It has been settled in this state that a sale for distribution may be had between one who owns the entire life estate and his cotenants in remainder. Fitts v. Craddock, 144 Ala. 437, 39 So. 506, 113 Am. St. Rep. 53. That case is decisive of complainants' right to maintain the present bill. In case of sale for division, the rights of reversioners or remaindermen may be protected by requiring a suitable bond, with sureties, before turning over the proceeds of sale to the life tenant. McQueen v. Turner, 91 Ala. 273, 8 So. 863; Fitts v. Craddock, supra.

There is no doubt of the correctness of respondent's contention that the statutory life estate of H. C. Ogletree, in the nature of an estate by the curtesy, has vested in respondent Shannon by virtue of the statutory warranty found in the mortgage executed by him jointly with his wife. Blakeslee v. Mobile L. I. Co., 57 Ala. 205; Chapman v. Abrahams, 61 Ala. 108; Jones v. Reese, 65 Ala. 143. The case of Vary v. Smith, 162 Ala. 457, 50 So. 187, deals with a deed wherein only the interest of the grantor was in terms conveyed, and is to be distinguished from cases like the present where the land itself is conveyed without restriction.
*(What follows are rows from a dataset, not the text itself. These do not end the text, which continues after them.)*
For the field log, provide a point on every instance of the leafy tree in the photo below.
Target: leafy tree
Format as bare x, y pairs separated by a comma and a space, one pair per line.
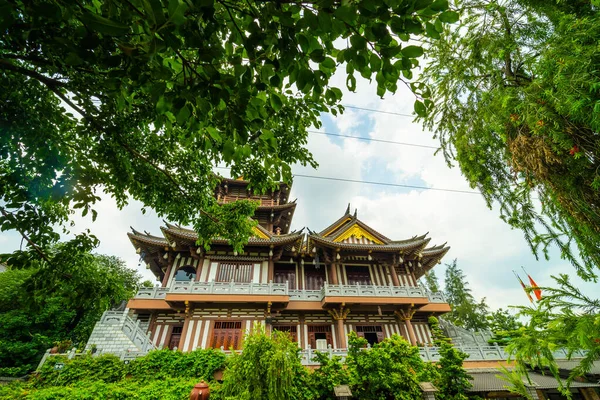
466, 312
391, 369
40, 305
268, 368
141, 98
564, 318
504, 325
453, 381
516, 105
437, 333
331, 373
432, 282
If the allegation of the bill is true that Mrs. Ogletree, the mother of complainants, executed the mortgage to secure the individual debt of her husband, the mortgage was a nullity as to her half interest in the lands. It does not appear that she received any part of the consideration stated, and there is no room for the application of the rule requiring complainants who seek equity to also do equity, even if it could otherwise be applied.

The demurrers were properly overruled, and the decree will therefore be affirmed.


ANDERSON, C. J., and MAYFIELD and THOMAS, JJ., concur.